2

I'm trying to hide a file in a PDF file code. I've already search some information to help me. I've tried to uncompress the pdf using pdftk ( pdftk pdf.pdf output uncompress.pdf uncompress ). Then I tried different things such as :

  • Insert commentary : I put " %TEXT_TO_HIDE " in the uncompress pdf file code.
  • add new object : I put " 0 0 obj << TEXT_TO_HIDE << endobj " in the uncompress pdf file code.
  • modify an existing object

then i compress it using pdftk again

In each case, I obtain a new pdf, which is looking different from the original. It's not corrupted but images have different colors, and some original text are missing.

So, do you know some rules to change a pdf code without anyone notice ?

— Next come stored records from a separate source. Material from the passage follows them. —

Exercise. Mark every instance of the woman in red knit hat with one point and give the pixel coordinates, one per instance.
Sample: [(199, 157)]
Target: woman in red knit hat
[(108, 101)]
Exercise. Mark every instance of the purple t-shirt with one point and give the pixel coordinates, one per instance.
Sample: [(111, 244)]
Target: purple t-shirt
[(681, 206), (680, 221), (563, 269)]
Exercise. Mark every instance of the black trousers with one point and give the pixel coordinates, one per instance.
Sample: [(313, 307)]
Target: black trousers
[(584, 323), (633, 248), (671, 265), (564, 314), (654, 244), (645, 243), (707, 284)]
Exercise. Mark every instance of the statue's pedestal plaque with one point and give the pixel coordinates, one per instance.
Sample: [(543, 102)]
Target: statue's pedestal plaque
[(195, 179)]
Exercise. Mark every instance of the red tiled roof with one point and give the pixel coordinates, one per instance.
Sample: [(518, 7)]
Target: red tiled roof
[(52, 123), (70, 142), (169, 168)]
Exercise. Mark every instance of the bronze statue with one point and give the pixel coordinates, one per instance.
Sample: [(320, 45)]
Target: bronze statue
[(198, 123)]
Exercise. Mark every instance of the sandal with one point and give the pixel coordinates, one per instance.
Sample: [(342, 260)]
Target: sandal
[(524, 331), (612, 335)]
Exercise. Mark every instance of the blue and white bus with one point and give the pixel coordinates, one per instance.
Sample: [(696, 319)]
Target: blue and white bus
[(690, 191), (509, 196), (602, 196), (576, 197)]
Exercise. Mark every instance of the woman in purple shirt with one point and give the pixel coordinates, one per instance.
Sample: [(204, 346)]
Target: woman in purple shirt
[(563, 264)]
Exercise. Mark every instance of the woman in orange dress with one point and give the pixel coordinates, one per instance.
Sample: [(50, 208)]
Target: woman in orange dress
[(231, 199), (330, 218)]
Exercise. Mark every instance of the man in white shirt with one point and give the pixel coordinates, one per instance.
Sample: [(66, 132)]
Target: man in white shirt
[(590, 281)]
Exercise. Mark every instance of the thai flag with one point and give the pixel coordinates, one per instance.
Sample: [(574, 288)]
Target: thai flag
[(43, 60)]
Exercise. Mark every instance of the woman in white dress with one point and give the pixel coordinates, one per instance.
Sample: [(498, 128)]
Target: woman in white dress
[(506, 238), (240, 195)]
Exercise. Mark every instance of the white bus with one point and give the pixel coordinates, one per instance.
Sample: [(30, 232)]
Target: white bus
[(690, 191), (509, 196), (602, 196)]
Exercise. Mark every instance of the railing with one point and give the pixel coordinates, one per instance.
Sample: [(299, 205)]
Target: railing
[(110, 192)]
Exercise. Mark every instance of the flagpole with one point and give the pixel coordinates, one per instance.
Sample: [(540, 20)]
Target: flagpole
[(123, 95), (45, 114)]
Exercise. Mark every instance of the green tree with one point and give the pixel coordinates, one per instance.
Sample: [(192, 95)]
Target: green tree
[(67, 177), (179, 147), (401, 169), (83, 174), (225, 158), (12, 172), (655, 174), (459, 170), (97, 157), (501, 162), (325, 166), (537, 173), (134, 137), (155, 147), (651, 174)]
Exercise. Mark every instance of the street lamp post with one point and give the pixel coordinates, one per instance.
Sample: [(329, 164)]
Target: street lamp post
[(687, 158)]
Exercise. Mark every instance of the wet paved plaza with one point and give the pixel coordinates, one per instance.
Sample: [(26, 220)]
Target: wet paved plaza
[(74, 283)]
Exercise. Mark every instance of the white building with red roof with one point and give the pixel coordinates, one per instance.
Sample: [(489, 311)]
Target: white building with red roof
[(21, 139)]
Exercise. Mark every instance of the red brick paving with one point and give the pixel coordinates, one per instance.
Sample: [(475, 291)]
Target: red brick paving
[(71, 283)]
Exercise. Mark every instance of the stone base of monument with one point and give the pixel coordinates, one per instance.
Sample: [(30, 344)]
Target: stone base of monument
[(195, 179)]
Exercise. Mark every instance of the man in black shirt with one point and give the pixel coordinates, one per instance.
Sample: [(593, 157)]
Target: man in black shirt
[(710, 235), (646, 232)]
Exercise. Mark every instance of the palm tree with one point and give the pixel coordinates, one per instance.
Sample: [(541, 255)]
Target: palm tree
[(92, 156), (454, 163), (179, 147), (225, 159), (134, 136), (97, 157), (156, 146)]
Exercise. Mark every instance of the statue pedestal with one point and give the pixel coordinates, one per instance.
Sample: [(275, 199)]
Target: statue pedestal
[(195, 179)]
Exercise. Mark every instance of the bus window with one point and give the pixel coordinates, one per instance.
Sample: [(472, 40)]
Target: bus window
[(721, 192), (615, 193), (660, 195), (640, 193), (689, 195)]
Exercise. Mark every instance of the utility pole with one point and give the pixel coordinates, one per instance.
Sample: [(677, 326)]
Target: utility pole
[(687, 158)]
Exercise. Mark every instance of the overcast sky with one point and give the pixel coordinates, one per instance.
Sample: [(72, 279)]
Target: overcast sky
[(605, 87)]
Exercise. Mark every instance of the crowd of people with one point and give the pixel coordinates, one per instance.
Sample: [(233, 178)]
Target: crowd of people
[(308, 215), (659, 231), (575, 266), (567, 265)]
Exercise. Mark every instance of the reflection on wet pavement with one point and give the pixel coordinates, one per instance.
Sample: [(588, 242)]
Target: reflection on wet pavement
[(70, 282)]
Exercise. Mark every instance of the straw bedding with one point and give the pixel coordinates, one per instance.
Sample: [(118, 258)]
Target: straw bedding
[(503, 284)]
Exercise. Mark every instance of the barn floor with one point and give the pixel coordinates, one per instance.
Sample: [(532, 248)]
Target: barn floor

(PS : Sorry if my english is bad ^^ )

Prygan
  • 95
  • 1
  • 9
  • You should provide additional information, like where you hid the text, what original text was missing, whether it was related in the code to where you hid your message, how different are the images after the compression, etc. I've managed to make the first page blank by hiding my text before the stream starts. If you uncompress a pdf and then compress it again without any modifications, do your images have different colors? I didn't notice a problem with the pdf I tried ([link](http://people.uleth.ca/~roussel/nld/delay.pdf)). – Reti43 Nov 22 '14 at 11:33

1 Answers1

4

You cannot modify a PDF file in a text editor and expect the file to be still compliant in general. PDF is a binary format and you need to read the PDF specification to figure out how to modify it.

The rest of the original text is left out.